I am not certain when the students began to publish “The Bridger”. According to the record of our workshops, the earliest one in the Society’s collection was from 1942. Although the Bridgers are filled with trivial, often trite, information, the overall picture they paint of life in the mid-twentieth century is eerily accurate. It probably would be constructive for the Society to document this collection and identify specific missing issues.
Equally valuable is their collection of yearbooks. We originally believed the first BHS yearbooks were those for 1926 and 1927, that they were suspended in 1928 in favor of a class trip to Washington, D.C., and that it took till 1945 for publication to resume. Then we learned from Dana Spriggs that the Class of 1938 had mimeographed its own (Depression Era) version, a copy of which he provided.
When we conducted the workshops, we thought we had a complete set and were pleasantly surprised when Mell Dozzo showed up with one from 1925. Unfortunately, we failed to borrow it and copy it. Let’s hope another copy shows up so the collection can be completed.
The collection of BHS sports memorabilia – trophies, plaques, photographs, game day programs, and newspaper clippings – has already been the subject of a very well received exhibit. It is a valuable resource for anyone attempting to research sports history in this area.
In addition to all this, the Society has a large number of other high school related artifacts. They include programs for Class Night, Commencement, and class plays as well as memorabilia from formal dances. A particularly interesting set is related to the crowning of the very first May Queen, Mary Elizabeth Vidoni, in 1934.
Information on class reunions is another valuable resource. I recently found a collection of biographies for members of the Class of 1949, that we had compiled for our forty-fifth reunion. It is an excellent record of what had happened to us in the four and a half decades following graduation. Finding it has initiated another project for me – archiving whatever information is available on each of the “49ers” after they entered “the real world”.
The biographies my classmates provided are a good beginning, particularly in the cases of women whose married names I don’t know. Obituaries are a good source of information for those of us who have passed on; finding them for people who left the Pittsburgh area is a struggle. My success or failure in locating these folks will be the subject of a future column.
It is embarrassing to realize how little we know about some of our fellow classmates. The most recent member of our class to die was Leo Maruzewski. Even though he spent most of his adult life in Bridgeville, it has been many years since I actually saw him. I learned a lot about him when I paid my respects to him at the funeral home.
It turns out we both were Steeler fans, but certainly at much different levels.

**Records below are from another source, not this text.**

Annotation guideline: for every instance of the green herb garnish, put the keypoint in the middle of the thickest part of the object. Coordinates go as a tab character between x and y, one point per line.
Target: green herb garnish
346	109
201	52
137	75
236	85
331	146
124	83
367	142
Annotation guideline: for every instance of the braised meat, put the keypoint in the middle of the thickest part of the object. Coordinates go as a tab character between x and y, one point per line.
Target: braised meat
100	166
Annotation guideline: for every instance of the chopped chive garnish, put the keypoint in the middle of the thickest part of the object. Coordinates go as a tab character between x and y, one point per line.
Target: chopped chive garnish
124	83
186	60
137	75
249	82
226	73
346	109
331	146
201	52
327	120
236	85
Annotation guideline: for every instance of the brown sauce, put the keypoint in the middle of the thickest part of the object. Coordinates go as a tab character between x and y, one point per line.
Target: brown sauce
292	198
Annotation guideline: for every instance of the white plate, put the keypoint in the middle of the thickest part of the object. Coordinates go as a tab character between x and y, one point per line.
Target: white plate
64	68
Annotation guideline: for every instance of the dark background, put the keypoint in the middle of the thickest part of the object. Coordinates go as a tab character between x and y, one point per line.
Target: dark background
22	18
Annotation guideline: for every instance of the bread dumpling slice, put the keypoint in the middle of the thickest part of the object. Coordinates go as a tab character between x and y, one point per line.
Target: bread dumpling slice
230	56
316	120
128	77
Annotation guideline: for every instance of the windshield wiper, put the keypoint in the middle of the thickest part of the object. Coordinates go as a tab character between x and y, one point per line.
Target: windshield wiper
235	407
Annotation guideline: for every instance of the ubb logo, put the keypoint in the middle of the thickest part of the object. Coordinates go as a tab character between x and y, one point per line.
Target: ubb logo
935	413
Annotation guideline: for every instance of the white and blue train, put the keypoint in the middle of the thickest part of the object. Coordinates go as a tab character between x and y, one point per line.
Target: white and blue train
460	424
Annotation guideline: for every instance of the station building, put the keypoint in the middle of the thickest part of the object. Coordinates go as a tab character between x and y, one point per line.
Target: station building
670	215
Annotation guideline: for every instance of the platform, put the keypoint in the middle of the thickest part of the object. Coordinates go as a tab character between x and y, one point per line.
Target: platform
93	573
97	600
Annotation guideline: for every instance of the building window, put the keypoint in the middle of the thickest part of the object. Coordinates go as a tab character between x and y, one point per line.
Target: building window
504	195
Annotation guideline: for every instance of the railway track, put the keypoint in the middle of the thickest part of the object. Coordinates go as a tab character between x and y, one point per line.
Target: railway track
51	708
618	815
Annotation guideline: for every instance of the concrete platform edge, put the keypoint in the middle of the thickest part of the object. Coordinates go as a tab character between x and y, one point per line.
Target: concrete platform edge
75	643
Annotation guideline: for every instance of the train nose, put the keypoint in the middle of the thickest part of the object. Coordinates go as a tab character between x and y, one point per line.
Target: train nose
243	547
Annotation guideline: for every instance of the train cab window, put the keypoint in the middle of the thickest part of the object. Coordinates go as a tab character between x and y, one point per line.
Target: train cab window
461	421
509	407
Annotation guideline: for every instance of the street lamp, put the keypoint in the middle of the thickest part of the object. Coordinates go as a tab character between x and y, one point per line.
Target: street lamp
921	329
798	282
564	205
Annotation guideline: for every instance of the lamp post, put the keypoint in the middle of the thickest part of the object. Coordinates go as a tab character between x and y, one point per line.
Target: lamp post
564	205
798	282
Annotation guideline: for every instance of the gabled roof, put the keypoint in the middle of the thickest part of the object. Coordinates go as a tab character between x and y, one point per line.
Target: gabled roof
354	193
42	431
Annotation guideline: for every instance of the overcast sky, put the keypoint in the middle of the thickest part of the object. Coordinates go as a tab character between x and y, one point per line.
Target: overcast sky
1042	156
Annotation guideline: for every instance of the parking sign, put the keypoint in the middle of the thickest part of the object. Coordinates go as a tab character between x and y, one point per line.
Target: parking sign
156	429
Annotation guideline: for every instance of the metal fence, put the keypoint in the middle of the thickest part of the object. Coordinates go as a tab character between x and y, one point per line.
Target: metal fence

I am not sure that a non-athlete can ever appreciate high level sports the way an ex-athlete can. I had the privilege at one time of sitting with Coach Bob Hast at a high school football All-Star game. Hast was a legitimate football genius; I was astonished at his comments and his perception of what we both were seeing.
Leo was one of the best athletes in our class; I was probably in a three-way tie for worst. He had season tickets for Steeler games. I suspect that he, like Coach Hast, got a lot more out of watching a game than I did.
I also learned that Leo had been a medic during the Korean War and had “seen a lot of terrible battles”. A folded American flag was in his casket, with a Bronze Star pinned next to it. According to his citation, he “assisted and gave aid to wounded men during a heavy mortar barrage and small arms fire.” And “Time after time … disregarded his own personal safety by leaving his position of comparative safety and moving through the enemy fire to give medical aid.”
He was buried with full military honors at the National Cemetery of the Alleghenies. A lot of my classmates, including myself, served in the military; none of us with the distinction of Leo Maruzewski.
The last graduates of Bridgeville High School, the Class of 1960, will become octogenarians next year. It behooves all of us who are left to do what we can to enhance the collection of BHS artifacts that is our heritage. We are grateful to the good folks at the Bridgeville Area History Center for archiving and maintaining this impressive collection.